Adverts for a sex toy website that featured at a Winter Olympics curling qualifying tournament will be removed from the ice after they led to a US livestream blackout.
Erotic website EasyToys and the World Curling Federation (WCF) said on Friday that they have reached a deal to resume live streaming to the US and Japan, with the ads replaced by the statement “#equalityforall.” Broadcasters in both nations had decided that references to the company were too racy for the intended audience.
“During an Olympic qualifying tournament, it must of course be about the sport and not about the sponsor,” Eric Idema, CEO of EasyToys’ parent company EDC, said in a statement. “Curling also deserves that, as a sport that is one of the few mixed sports that is way ahead of its time. In fact, just like us.”

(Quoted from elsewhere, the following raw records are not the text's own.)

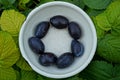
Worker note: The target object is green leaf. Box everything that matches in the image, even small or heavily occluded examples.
[83,0,111,9]
[0,10,25,36]
[96,12,112,31]
[97,34,120,63]
[80,61,113,80]
[86,8,104,16]
[16,56,32,71]
[15,70,20,80]
[0,67,16,80]
[0,0,16,5]
[20,70,37,80]
[0,31,19,68]
[92,17,105,39]
[96,0,120,36]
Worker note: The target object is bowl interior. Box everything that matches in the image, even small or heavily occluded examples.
[19,2,96,78]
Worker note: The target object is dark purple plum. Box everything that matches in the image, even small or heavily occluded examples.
[39,52,57,66]
[68,22,81,40]
[28,37,45,54]
[35,21,50,39]
[71,40,84,57]
[57,52,74,68]
[50,15,69,29]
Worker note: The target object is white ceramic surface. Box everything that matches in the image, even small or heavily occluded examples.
[19,1,97,78]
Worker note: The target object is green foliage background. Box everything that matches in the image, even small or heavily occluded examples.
[0,0,120,80]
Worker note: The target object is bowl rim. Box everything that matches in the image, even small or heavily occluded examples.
[19,1,97,78]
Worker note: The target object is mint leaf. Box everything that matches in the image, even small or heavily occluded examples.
[0,10,25,36]
[83,0,111,9]
[86,8,104,16]
[97,34,120,63]
[80,61,114,80]
[92,17,105,39]
[15,70,20,80]
[20,70,37,80]
[0,67,16,80]
[96,0,120,36]
[65,76,85,80]
[0,0,16,5]
[16,56,32,71]
[37,74,55,80]
[0,31,20,68]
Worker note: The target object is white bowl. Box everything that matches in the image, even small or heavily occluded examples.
[19,1,97,78]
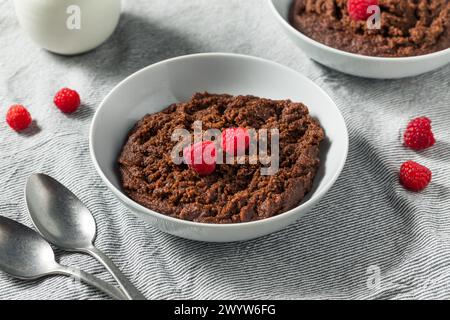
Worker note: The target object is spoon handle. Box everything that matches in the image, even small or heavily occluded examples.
[56,266,129,300]
[86,246,146,300]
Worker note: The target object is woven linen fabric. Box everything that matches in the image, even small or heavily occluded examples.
[0,0,450,299]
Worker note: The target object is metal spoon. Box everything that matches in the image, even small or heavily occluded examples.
[0,216,126,300]
[25,174,145,300]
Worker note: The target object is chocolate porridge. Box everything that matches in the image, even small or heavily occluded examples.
[118,93,324,223]
[290,0,450,57]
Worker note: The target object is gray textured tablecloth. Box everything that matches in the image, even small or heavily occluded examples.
[0,0,450,299]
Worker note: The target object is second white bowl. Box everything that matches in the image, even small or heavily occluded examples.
[267,0,450,79]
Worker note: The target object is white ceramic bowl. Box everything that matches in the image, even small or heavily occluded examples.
[267,0,450,79]
[90,53,348,242]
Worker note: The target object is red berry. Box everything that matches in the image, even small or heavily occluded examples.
[183,141,216,176]
[6,104,32,131]
[347,0,378,21]
[403,117,436,150]
[222,128,250,155]
[53,88,81,113]
[400,161,431,191]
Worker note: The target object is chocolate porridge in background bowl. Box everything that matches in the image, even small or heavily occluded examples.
[118,93,324,224]
[289,0,450,57]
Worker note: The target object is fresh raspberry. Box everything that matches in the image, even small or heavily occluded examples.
[6,104,32,131]
[183,141,216,176]
[403,117,436,150]
[400,160,431,191]
[222,128,250,155]
[347,0,378,21]
[53,88,81,113]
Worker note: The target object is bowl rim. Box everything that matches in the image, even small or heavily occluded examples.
[267,0,450,63]
[89,52,349,229]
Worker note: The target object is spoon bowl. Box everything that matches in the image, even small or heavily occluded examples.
[25,174,145,300]
[25,174,97,251]
[0,216,58,280]
[0,216,128,300]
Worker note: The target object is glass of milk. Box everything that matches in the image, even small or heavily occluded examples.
[14,0,120,55]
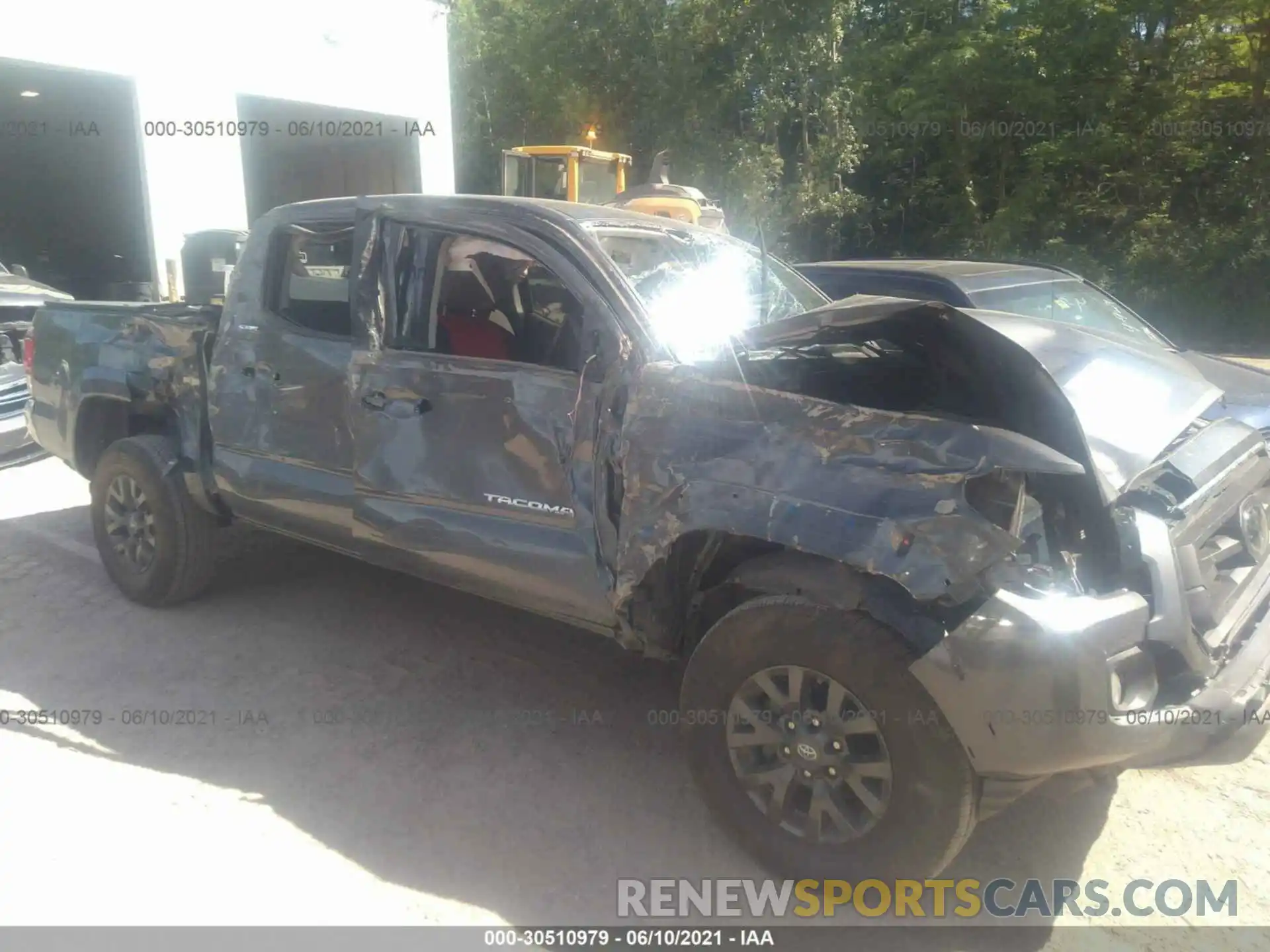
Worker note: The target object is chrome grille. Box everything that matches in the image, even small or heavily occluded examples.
[1157,420,1270,651]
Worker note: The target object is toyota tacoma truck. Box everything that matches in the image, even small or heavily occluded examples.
[26,196,1270,879]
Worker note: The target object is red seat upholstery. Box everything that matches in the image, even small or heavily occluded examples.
[438,311,512,360]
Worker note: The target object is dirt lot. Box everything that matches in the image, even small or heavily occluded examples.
[0,461,1270,949]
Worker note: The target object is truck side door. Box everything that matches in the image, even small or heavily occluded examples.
[210,214,353,551]
[348,214,613,627]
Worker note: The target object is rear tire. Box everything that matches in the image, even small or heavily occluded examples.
[90,436,217,607]
[679,596,976,882]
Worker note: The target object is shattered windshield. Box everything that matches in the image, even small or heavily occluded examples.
[970,278,1168,346]
[595,226,828,360]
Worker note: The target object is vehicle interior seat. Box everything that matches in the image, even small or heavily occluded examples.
[437,272,516,360]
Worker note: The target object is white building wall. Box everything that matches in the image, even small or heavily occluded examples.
[0,0,454,294]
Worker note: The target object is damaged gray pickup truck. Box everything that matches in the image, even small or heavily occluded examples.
[28,196,1270,879]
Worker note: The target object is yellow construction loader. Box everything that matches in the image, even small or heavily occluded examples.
[503,139,728,233]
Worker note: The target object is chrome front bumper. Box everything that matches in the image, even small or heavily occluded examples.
[912,561,1270,778]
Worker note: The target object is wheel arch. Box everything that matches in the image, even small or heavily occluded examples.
[71,393,181,479]
[620,530,946,658]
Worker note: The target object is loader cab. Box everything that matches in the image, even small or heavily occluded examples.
[503,146,631,204]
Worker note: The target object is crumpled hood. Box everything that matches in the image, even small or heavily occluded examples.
[743,294,1222,501]
[965,309,1222,490]
[0,274,75,307]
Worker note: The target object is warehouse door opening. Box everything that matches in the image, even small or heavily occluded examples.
[237,95,419,221]
[0,58,153,299]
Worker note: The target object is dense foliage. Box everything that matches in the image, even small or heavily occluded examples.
[451,0,1270,345]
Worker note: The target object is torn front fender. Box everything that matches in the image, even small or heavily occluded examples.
[616,363,1085,629]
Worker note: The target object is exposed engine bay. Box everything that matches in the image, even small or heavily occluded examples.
[716,305,1125,592]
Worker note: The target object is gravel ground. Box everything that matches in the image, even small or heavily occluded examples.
[0,461,1270,949]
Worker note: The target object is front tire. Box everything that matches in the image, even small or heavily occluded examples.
[90,436,216,607]
[679,596,976,882]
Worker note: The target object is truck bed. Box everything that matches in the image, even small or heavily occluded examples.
[26,301,221,475]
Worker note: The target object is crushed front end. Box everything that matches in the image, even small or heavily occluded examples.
[912,420,1270,799]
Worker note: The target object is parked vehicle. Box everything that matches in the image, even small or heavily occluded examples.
[798,258,1270,434]
[20,196,1270,880]
[0,264,72,468]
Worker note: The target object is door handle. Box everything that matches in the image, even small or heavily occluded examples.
[362,389,389,410]
[243,363,282,383]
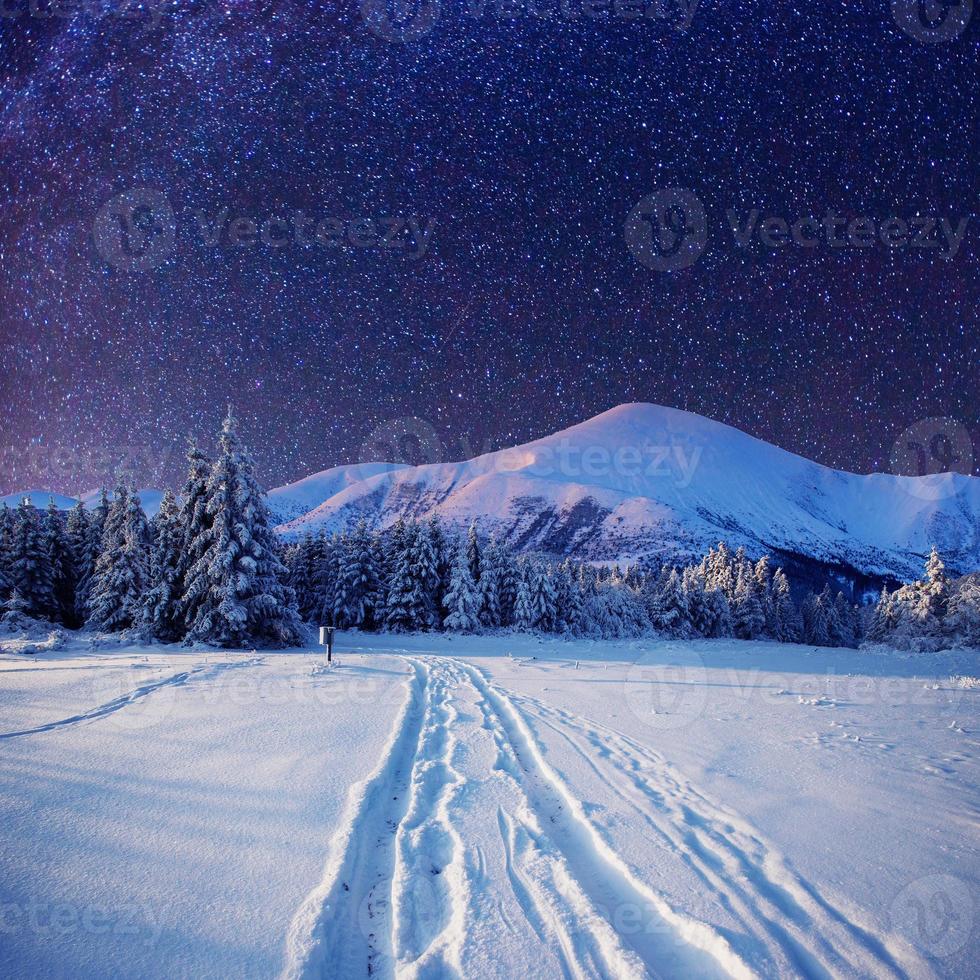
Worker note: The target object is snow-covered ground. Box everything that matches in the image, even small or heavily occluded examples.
[0,634,980,978]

The tournament began Sunday with mixed doubles, but American fans were unable to watch their local livestream due to what the WCF called “an ongoing sponsor rights issue”. An international livestream was still available, where viewers could see a “safe for work” EasyToys logo on the ice and around the rink.
The company’s name was also embedded in the hog line, which determines where curlers must release the stone. When the event resumes on Sunday, “almost all” logos will be removed with the hashtag on the ice instead – although the hog lines will remain “EasyToys pink”.
“We hoped our visibility would contribute to breaking the taboo that still rests in many countries on both sexuality and on our industry,” Idema said. “It is unfortunate that adjustments are now needed to get the sport to the fans.”
The event in Leeuwarden, about 90 minutes north of Amsterdam, is a last-chance qualifier for the 2022 Games. Two teams in mixed doubles and three each in men’s and women’s doubles can claim the last remaining spots in Beijing. The US pair of Chris Plys and Vicky Persinger have qualified in mixed doubles.
“EasyToys and the World Curling Federation entered a sponsorship contract for this event in good faith, based around the shared values of equality and respect for everyone,” the WCF said in a statement.
“The legal guidelines, along with social norms that influence broadcast policies, have proved to be a complicated barrier to showcasing this championship. This action has been taken to avoid any further distractions to our athletes as they seek to achieve their dreams of reaching the pinnacle of our sport.”